Concedida a entrevista, João Manuel voltou à Facamp. Recebeu dezenas de cumprimentos de alunos - parecia um político em campanha - até chegar na sua sala. exausto por causa do calor campineiro, repousou na poltrona, ligou o ar-condicionado e soltou uma gargalhada, ao lembrar de como José serra sofreu durante os dois mandatos de Fernando Henrique Cardoso. "ele era contra tudo aquilo, mas ia fazer o que: ir para o PT?", lembra, soltando outra gargalhada. Por um momento, João manuel pensou em fumar. Desistiu. Lembrou que estava em uma universidade e não na sala do governador.
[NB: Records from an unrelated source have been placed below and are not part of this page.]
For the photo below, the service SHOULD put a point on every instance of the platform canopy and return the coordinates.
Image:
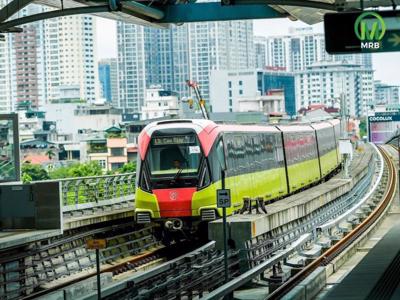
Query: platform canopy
(160, 13)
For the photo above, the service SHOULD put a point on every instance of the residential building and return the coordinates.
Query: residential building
(108, 77)
(272, 102)
(149, 56)
(386, 94)
(109, 148)
(76, 58)
(301, 47)
(271, 81)
(72, 119)
(260, 49)
(105, 81)
(6, 95)
(160, 103)
(48, 60)
(329, 82)
(228, 86)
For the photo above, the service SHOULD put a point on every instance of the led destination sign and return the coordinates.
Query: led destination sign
(173, 140)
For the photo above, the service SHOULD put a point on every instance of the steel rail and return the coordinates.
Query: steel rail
(339, 219)
(335, 250)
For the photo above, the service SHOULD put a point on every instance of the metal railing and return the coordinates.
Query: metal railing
(78, 192)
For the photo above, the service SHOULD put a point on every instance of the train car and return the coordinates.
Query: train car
(180, 163)
(301, 153)
(327, 147)
(337, 131)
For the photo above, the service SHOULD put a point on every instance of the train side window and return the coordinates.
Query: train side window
(221, 154)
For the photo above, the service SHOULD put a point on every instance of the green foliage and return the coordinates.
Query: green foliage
(26, 178)
(62, 172)
(127, 168)
(50, 154)
(91, 168)
(363, 127)
(32, 172)
(115, 135)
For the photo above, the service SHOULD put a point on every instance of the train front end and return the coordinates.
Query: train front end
(173, 175)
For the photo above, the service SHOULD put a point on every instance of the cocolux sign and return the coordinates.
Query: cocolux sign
(368, 31)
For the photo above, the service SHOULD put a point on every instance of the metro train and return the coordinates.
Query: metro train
(180, 162)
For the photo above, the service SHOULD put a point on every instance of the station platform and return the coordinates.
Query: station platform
(376, 276)
(15, 238)
(99, 217)
(243, 228)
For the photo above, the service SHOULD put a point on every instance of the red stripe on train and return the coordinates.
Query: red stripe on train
(175, 202)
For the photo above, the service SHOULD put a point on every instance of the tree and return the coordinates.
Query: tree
(127, 168)
(62, 172)
(91, 168)
(50, 154)
(32, 172)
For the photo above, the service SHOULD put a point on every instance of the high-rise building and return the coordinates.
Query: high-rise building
(76, 59)
(386, 94)
(302, 48)
(229, 86)
(6, 95)
(49, 59)
(260, 49)
(131, 67)
(105, 80)
(168, 58)
(329, 82)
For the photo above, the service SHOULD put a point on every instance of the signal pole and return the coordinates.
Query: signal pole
(200, 100)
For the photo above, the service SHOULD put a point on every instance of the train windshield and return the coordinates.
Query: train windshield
(174, 155)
Depois da experiência de dois anos (1985-1987) como membro do grupo de Dílson Funaro, ministro da Fazenda do governo José Sarney, equipe que entrou para a história por ter formulado o confuso e fracassado Plano Cruzado, João quer distância da política. "não volto nunca mais, não tenho estômago para isso. Eu deixei a política mais pobre do que entrei e tive de vender a minha Belina verde (o antigo carro da Ford, hoje fora de linha) para pagar as dívidas", lembra João Manuel que não trabalharia nem para o amigo do peito José Serra. "O último cara com quem quero trabalhar na vida é o Serra. Ele é muito obsessivo. Não quero que me acordem às três horas da manhã cobrando trabalho."